NASA has developed a new robot, and this one is very different from any you’ve seen before! Instead of being like the robots we usually see in movies, which look like cars or small helicopters, this robot is shaped like a snake. It’s long, sliding, and looks a bit creepy, but it’s very useful.
This robot is called the Exobiology Extant Life Surveyor, or EELS. It is designed to glide through the narrow passages below the surface of icy planets, such as Saturn’s moons, in search of signs of life. Scientists believe there are subterranean oceans on some of these icy planets, and the EELS can help explore them.
How the EELS works
The EELS is a snake robot that is 4 meters long and weighs around 100 kilograms. It is made of ten identical segments that rotate using screw threads for propulsion, traction, and grip. It also has four pairs of stereo cameras and LiDAR, which uses laser pulses to create a 3D map of its surroundings. The robot uses this map to determine the safest route forward with its navigation algorithm.

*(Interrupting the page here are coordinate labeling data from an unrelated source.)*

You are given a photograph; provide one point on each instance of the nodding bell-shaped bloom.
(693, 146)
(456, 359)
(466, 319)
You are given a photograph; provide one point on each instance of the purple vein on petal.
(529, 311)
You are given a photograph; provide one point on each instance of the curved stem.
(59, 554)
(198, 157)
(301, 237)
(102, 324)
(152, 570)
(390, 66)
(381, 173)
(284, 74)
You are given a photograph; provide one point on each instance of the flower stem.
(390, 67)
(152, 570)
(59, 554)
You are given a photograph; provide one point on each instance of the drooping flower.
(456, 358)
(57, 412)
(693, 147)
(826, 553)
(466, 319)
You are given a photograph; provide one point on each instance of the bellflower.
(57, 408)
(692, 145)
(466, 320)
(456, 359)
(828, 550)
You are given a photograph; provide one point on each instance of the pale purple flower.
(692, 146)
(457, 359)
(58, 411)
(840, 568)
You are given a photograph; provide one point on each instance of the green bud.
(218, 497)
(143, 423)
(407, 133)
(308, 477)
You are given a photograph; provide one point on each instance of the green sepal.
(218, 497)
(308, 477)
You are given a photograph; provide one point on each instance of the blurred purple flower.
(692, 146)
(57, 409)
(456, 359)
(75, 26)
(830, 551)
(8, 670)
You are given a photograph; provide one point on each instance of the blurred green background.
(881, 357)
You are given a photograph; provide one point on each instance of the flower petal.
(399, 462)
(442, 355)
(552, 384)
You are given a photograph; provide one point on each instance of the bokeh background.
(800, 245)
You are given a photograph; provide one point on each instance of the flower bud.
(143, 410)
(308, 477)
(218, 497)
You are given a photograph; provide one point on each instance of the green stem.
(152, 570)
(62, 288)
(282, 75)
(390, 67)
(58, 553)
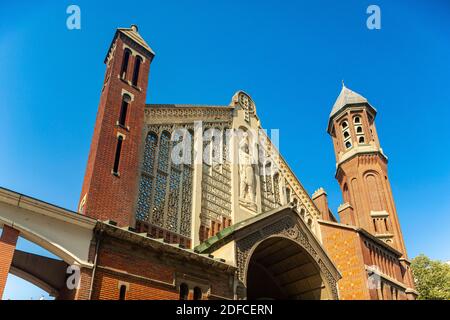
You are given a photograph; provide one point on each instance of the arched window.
(117, 156)
(147, 178)
(344, 124)
(346, 193)
(288, 195)
(122, 292)
(184, 291)
(276, 188)
(295, 203)
(126, 59)
(302, 212)
(197, 293)
(161, 180)
(137, 66)
(165, 189)
(124, 109)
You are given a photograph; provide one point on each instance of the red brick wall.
(8, 242)
(110, 197)
(150, 274)
(344, 248)
(106, 287)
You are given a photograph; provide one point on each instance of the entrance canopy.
(278, 257)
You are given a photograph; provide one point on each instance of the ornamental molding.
(288, 228)
(193, 114)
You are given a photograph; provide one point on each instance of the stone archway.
(288, 235)
(279, 268)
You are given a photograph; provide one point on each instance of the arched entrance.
(279, 268)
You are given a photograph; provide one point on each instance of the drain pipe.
(97, 246)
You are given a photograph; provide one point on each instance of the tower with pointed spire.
(361, 169)
(111, 178)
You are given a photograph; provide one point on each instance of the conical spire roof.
(346, 97)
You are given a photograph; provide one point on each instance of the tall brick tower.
(361, 169)
(111, 179)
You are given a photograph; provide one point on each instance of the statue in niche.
(246, 173)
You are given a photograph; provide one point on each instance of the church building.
(185, 201)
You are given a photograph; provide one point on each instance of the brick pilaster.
(8, 242)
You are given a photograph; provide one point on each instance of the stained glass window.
(163, 159)
(276, 187)
(159, 199)
(165, 190)
(174, 196)
(149, 152)
(145, 189)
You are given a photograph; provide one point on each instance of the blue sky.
(290, 57)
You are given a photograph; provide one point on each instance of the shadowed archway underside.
(281, 269)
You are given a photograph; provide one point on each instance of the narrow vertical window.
(137, 66)
(117, 157)
(197, 293)
(126, 59)
(122, 292)
(184, 291)
(124, 109)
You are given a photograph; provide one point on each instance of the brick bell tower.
(361, 169)
(111, 179)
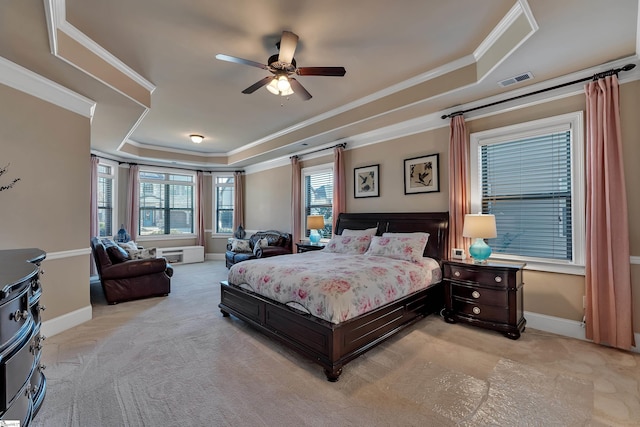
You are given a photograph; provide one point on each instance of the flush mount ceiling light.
(196, 139)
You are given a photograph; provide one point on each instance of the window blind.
(318, 188)
(526, 184)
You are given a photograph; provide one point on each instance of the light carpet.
(175, 361)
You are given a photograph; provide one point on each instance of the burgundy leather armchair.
(124, 279)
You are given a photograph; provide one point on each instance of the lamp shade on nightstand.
(315, 223)
(479, 227)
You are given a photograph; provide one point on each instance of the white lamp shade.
(479, 226)
(315, 222)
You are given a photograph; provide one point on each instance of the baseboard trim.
(564, 327)
(66, 321)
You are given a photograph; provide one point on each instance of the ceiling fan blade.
(299, 89)
(288, 44)
(258, 85)
(321, 71)
(228, 58)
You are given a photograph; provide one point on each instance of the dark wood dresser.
(22, 382)
(486, 295)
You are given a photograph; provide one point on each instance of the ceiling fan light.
(283, 83)
(287, 92)
(196, 139)
(273, 87)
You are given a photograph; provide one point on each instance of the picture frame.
(422, 174)
(366, 181)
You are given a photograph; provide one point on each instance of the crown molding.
(24, 80)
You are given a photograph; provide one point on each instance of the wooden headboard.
(434, 223)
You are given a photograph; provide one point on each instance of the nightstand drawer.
(486, 276)
(481, 312)
(480, 295)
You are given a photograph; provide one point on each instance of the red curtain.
(339, 185)
(238, 200)
(200, 238)
(133, 207)
(608, 276)
(459, 191)
(296, 207)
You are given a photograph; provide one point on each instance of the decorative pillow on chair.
(144, 253)
(408, 248)
(117, 254)
(348, 244)
(239, 245)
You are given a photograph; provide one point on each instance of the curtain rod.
(343, 144)
(158, 166)
(596, 76)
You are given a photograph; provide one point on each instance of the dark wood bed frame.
(334, 345)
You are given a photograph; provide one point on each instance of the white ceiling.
(386, 47)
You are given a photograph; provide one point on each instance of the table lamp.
(315, 223)
(479, 227)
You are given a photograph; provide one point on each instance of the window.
(317, 187)
(107, 173)
(530, 176)
(166, 203)
(223, 200)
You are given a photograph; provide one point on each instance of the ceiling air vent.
(517, 79)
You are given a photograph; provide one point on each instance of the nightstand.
(306, 247)
(486, 295)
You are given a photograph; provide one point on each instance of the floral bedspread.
(333, 286)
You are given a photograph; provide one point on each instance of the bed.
(340, 337)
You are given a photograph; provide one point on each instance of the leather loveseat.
(277, 243)
(124, 279)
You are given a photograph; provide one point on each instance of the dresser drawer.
(484, 276)
(479, 295)
(481, 312)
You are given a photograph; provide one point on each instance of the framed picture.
(366, 181)
(422, 174)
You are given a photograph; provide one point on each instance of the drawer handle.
(19, 315)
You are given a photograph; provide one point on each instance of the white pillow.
(239, 245)
(415, 233)
(356, 245)
(368, 232)
(408, 248)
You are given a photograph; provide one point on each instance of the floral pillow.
(348, 244)
(408, 248)
(240, 245)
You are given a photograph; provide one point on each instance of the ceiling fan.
(283, 67)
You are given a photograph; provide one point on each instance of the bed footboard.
(328, 344)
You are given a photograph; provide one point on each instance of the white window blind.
(526, 184)
(318, 198)
(224, 203)
(166, 203)
(106, 199)
(531, 177)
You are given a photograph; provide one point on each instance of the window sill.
(546, 266)
(165, 237)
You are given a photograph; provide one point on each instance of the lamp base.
(479, 251)
(314, 237)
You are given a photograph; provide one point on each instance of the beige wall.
(558, 295)
(48, 149)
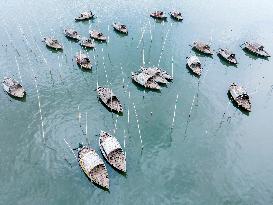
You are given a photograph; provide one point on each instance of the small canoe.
(194, 64)
(145, 80)
(120, 28)
(87, 43)
(83, 61)
(72, 34)
(84, 16)
(107, 96)
(13, 88)
(256, 49)
(97, 35)
(112, 151)
(202, 47)
(93, 166)
(52, 43)
(158, 15)
(176, 15)
(240, 96)
(227, 55)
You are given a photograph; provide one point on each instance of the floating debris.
(97, 35)
(107, 96)
(120, 28)
(72, 34)
(240, 96)
(93, 166)
(112, 151)
(52, 43)
(85, 16)
(256, 49)
(87, 43)
(194, 64)
(176, 15)
(13, 87)
(227, 55)
(202, 47)
(158, 15)
(83, 61)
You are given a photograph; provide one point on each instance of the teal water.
(215, 154)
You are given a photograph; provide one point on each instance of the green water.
(215, 154)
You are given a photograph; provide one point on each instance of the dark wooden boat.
(83, 61)
(13, 88)
(93, 166)
(120, 28)
(87, 43)
(240, 96)
(107, 96)
(112, 151)
(52, 43)
(256, 49)
(194, 64)
(72, 34)
(227, 55)
(145, 80)
(84, 16)
(176, 15)
(97, 35)
(158, 15)
(202, 47)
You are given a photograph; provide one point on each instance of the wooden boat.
(107, 96)
(256, 49)
(52, 43)
(87, 43)
(227, 55)
(97, 35)
(13, 88)
(85, 16)
(240, 96)
(71, 33)
(93, 166)
(112, 151)
(120, 28)
(194, 64)
(83, 61)
(158, 15)
(202, 47)
(145, 80)
(159, 75)
(176, 15)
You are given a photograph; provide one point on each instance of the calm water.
(215, 154)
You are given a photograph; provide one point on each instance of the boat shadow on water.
(245, 112)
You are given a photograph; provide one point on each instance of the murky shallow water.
(215, 154)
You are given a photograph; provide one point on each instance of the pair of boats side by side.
(94, 167)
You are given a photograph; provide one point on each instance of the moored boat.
(120, 28)
(93, 166)
(97, 35)
(227, 55)
(176, 15)
(240, 96)
(194, 64)
(256, 49)
(87, 43)
(107, 96)
(202, 47)
(85, 16)
(83, 61)
(158, 15)
(112, 151)
(72, 34)
(13, 88)
(52, 43)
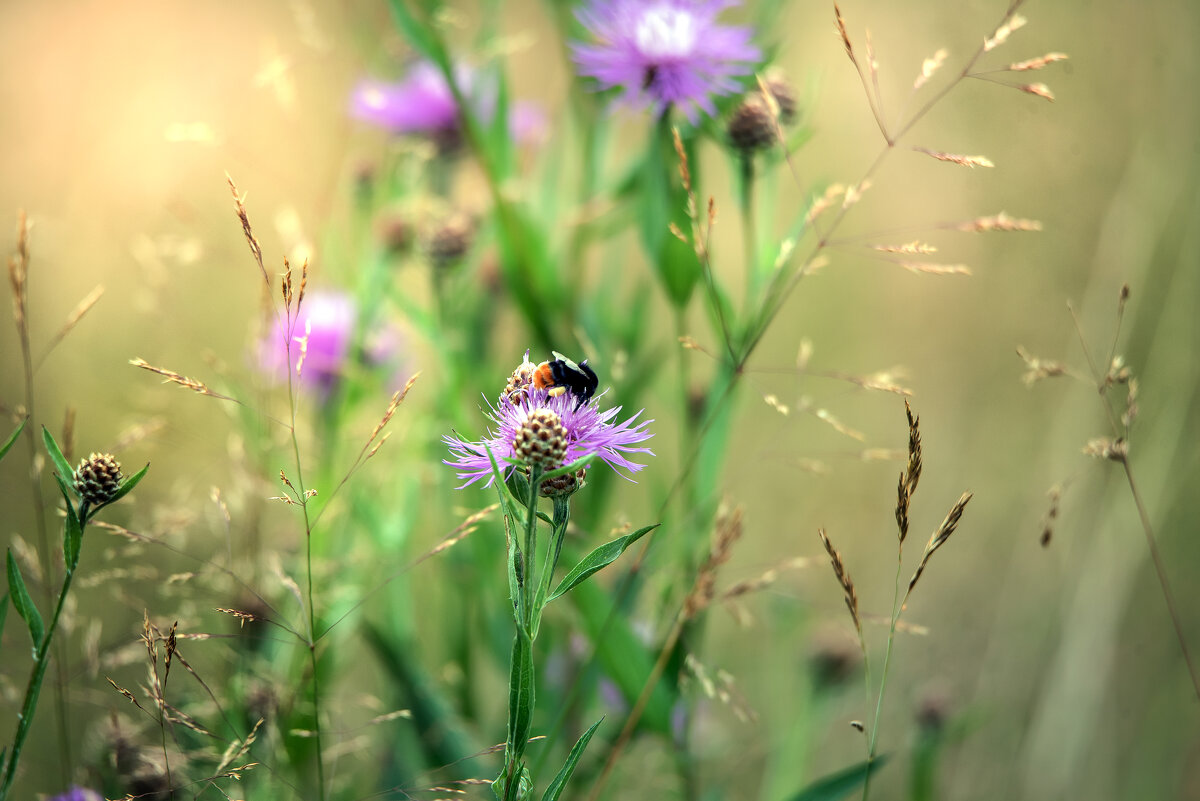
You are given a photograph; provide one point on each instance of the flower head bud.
(541, 439)
(784, 95)
(751, 127)
(451, 240)
(520, 381)
(97, 479)
(567, 485)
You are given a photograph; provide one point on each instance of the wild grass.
(345, 620)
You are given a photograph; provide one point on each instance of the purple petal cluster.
(664, 53)
(424, 104)
(588, 431)
(328, 319)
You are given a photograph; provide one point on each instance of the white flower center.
(665, 32)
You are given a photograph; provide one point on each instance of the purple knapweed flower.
(664, 53)
(424, 104)
(583, 428)
(322, 333)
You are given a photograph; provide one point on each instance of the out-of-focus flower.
(78, 794)
(424, 104)
(664, 53)
(322, 335)
(520, 419)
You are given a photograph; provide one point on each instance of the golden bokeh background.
(121, 120)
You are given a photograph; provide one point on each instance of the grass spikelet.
(18, 273)
(845, 36)
(847, 584)
(1038, 368)
(930, 66)
(725, 536)
(256, 250)
(1038, 62)
(73, 318)
(939, 538)
(1051, 516)
(1001, 222)
(957, 158)
(172, 377)
(1041, 90)
(934, 269)
(915, 247)
(1014, 22)
(906, 486)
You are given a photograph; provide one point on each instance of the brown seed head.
(97, 479)
(541, 440)
(784, 95)
(519, 381)
(565, 485)
(451, 240)
(751, 127)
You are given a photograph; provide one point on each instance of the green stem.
(25, 720)
(749, 230)
(883, 679)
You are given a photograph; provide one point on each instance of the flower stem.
(883, 679)
(33, 690)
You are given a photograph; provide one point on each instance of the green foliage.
(559, 783)
(598, 560)
(24, 604)
(840, 784)
(12, 438)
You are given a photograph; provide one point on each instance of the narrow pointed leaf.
(840, 784)
(127, 485)
(24, 604)
(564, 775)
(12, 438)
(521, 692)
(598, 560)
(52, 447)
(72, 530)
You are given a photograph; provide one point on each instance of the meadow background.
(1049, 670)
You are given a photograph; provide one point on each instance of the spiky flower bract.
(424, 104)
(589, 431)
(664, 53)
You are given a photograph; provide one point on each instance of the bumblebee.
(561, 375)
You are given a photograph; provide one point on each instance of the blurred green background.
(1056, 664)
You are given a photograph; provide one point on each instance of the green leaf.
(24, 604)
(564, 775)
(12, 438)
(520, 693)
(599, 559)
(52, 447)
(72, 530)
(568, 469)
(840, 784)
(127, 486)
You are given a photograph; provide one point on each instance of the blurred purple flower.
(424, 104)
(328, 319)
(664, 53)
(589, 431)
(77, 794)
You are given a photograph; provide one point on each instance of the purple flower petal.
(589, 431)
(664, 53)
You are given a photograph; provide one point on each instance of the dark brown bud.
(97, 479)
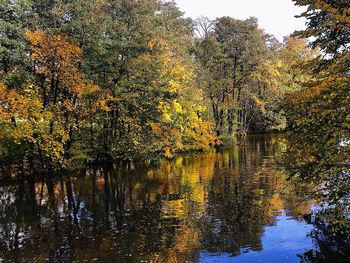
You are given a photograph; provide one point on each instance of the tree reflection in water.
(219, 202)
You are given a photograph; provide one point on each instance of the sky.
(277, 17)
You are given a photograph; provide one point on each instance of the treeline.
(319, 114)
(95, 80)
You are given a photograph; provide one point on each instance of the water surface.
(232, 205)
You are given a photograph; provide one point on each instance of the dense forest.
(97, 91)
(85, 81)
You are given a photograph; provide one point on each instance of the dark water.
(229, 206)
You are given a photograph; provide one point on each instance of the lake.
(229, 205)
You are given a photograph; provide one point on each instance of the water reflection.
(206, 207)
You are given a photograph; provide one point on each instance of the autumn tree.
(319, 114)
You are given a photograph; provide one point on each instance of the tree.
(319, 114)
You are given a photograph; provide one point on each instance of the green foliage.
(319, 112)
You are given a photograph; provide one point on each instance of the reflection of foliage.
(217, 201)
(332, 245)
(318, 114)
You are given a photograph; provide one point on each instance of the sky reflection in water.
(214, 207)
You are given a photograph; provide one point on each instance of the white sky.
(275, 16)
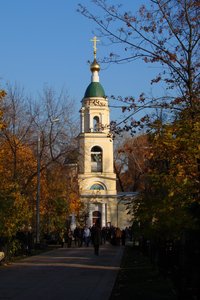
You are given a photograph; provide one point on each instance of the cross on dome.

The robot is also designed to be able to autonomously sense its environment and calculate risk. It can recover on its own in case of any problem. It’s like a self-driving car that has to decide for itself which way to go. He is also capable of going down a 100 foot vertical shaft without falling.
testing and development
The first EELS prototype was built in 2019, and since then the team has been running monthly field tests to improve its software and hardware so it can operate autonomously. Scientists hope to be able to send the robot to different terrains on Earth, the Moon and Saturn’s satellite Enceladus.
The scientists are also working on adding additional scientific instruments to the robot in the future. But for now, his main focus is improving the robot’s autonomous ability and mobility.
Why is the EELS important?
The EELS is important because it can explore places where other robots cannot go. It can slip through narrow passages that other robots can’t navigate, and it can do so in extremely cold conditions. On the other hand, it is capable of recovering on its own in case of any problem.
Scientists believe that some icy planets, like Enceladus, have subterranean oceans that could support life. The EELS could be a valuable tool to help explore these oceans for signs of life.